Inaugural Director, School of Global Environmental Sustainability
CSU University Distinguished Professor
Professor of Biology
Diana H. Wall is a world-renowned ecologist and the inaugural director of the School of Global Environmental Sustainability. Since the School’s beginning in 2008, Wall has been a driving force for connecting CSU faculty, researchers, and students by providing innovative programs and tools to address the world’s greatest sustainability challenges. Under her leadership, the School has become a strong platform for building an academic community at CSU that crosses boundaries to share knowledge and solve the most pressing environmental problems we face.
Wall’s commitment to bring the excellence of the CSU academic community together to tackle global challenges has initiated new local and international collaborations of creative transdisciplinary research, engagement, and scholarship. The novel programs established by Wall amplify CSU’s ability to meaningfully address global issues. These include seed funding for diverse teams of researchers, communication and leadership training for early career scientists, a re-envisioned approach to sustainability education, and a large effort to engage the academic and global communities through events that promote discourse and discussion. Diana gives credit for the School’s success to the intellectual creativity and passion of the CSU faculty, researchers, staff, and students who want to share their work in new ways and contribute to the scholarship and solutions of the world’s most urgent sustainability issues.
Diana Wall is an elected member of the National Academy of Sciences and the American Academy of Arts and Sciences and is the 2013 Laureate of the Tyler Prize for Environmental Achievement. Her collaborative nature and pioneering global scale studies of soil biodiversity are hallmarks of her career. She is an ecologist and environmental scientist internationally recognized for her research documenting and exploring the complexity of biodiversity in soils, the importance of this biodiversity for ecosystem health, and the consequences of human activities on soils globally. Her research in agricultural and less managed ecosystems has emphasized how life in soil, from microbes to invertebrates, contributes to ecosystem services.
To understand the importance of soil biodiversity, she works at the physical limits to life in the Antarctic dry valleys where climate change effects are amplified and species diversity is much reduced compared to other soil ecosystems. Across these ice-free, plant-less ecosystems, she and her colleagues showed that soil nematodes—microscopic worms— represent the top of the terrestrial food chain. She found one species, Scottnema lindsayae, had a surprisingly broad distribution and high abundance in drier, more saline soils, that other less abundant species found near water (e.g, glacial meltstreams) cannot tolerate. This knowledge on habitat preference can be used to help predict how species and ecosystems might respond to climate change.

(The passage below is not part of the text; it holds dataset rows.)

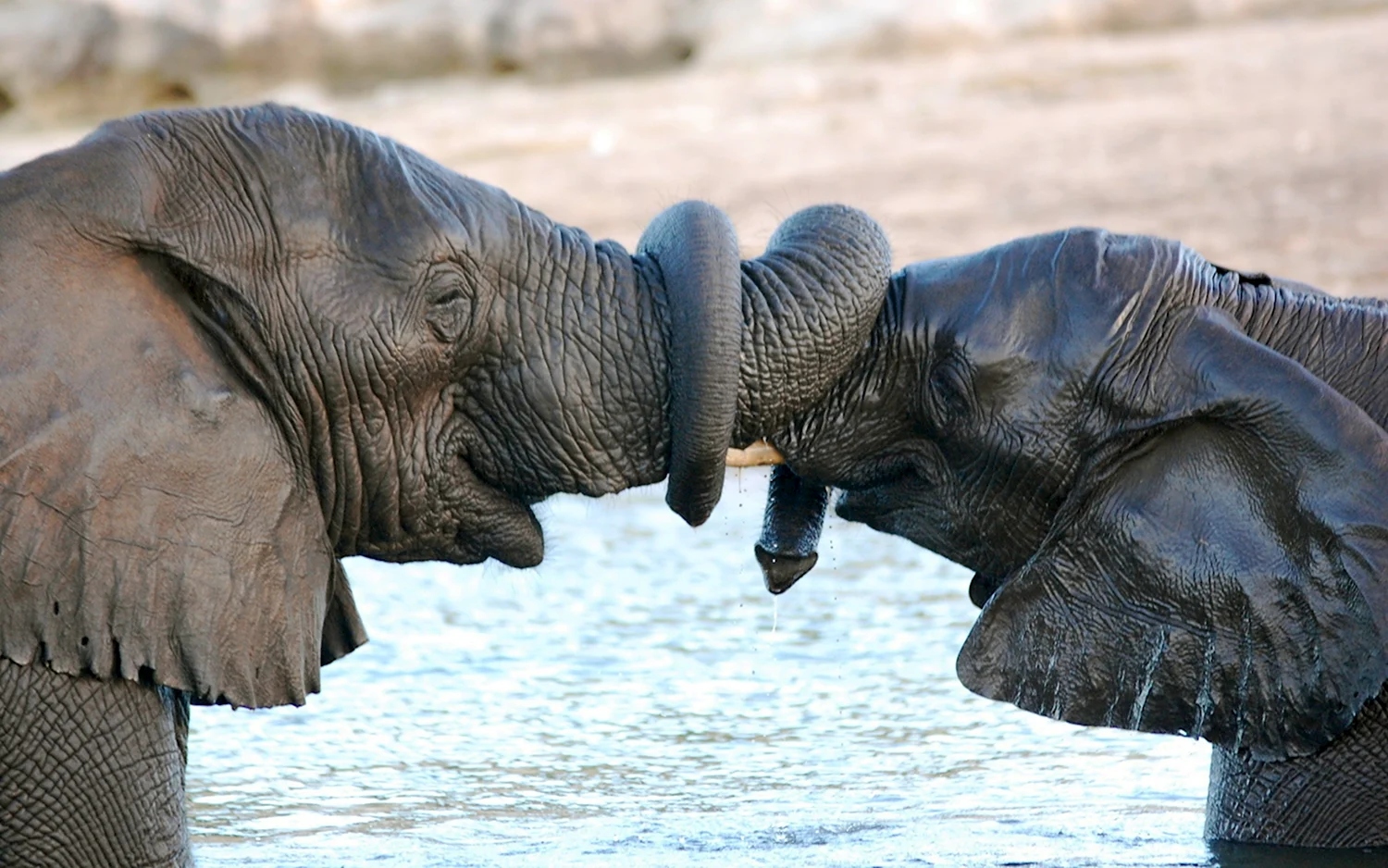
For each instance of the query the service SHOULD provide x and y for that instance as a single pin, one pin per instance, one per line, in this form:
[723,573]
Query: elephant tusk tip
[757,454]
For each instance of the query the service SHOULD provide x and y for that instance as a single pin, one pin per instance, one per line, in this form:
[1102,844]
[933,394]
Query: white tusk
[757,454]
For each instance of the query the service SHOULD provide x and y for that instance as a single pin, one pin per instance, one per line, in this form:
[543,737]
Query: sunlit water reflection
[641,701]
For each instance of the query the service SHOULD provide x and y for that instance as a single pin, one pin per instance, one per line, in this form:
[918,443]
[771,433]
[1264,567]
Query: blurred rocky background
[1255,130]
[71,56]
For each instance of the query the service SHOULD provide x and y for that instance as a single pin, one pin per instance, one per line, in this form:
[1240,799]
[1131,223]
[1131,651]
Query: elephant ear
[696,247]
[152,527]
[1221,576]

Wall’s more than 25 years of research in the Antarctic continues to clarify the critical links between climate change and soil biodiversity. Her interdisciplinary research has uncovered dramatic impacts to invertebrate communities in response to climate change, the key role nematode species play in soil carbon turnover, and how they survive such extreme environments. A 20-year long-term field project on climate change is revealing that with increased warming and water events, the dominant, physiologically tough Scottnema species that preys on soil bacteria across the dry landscape (also referred to as the “lion of the McMurdo dry valleys”) has declined, while other common taxa increased. By altering the soil physical and chemical habitat through increased moisture, warming creates a more homogenous soil community with unknown effects on soil carbon turnover rates, a fundamentally important ecosystem process. Wall has combined her polar research with global scale field studies demonstrating that soil animals increase decomposition rates more in temperate and moist tropical climates than in cold and dry conditions, indicating a latitudinal gradient in their roles in ecosystems. Diana earned a BA in biology and a PhD in plant pathology from the University of Kentucky, Lexington.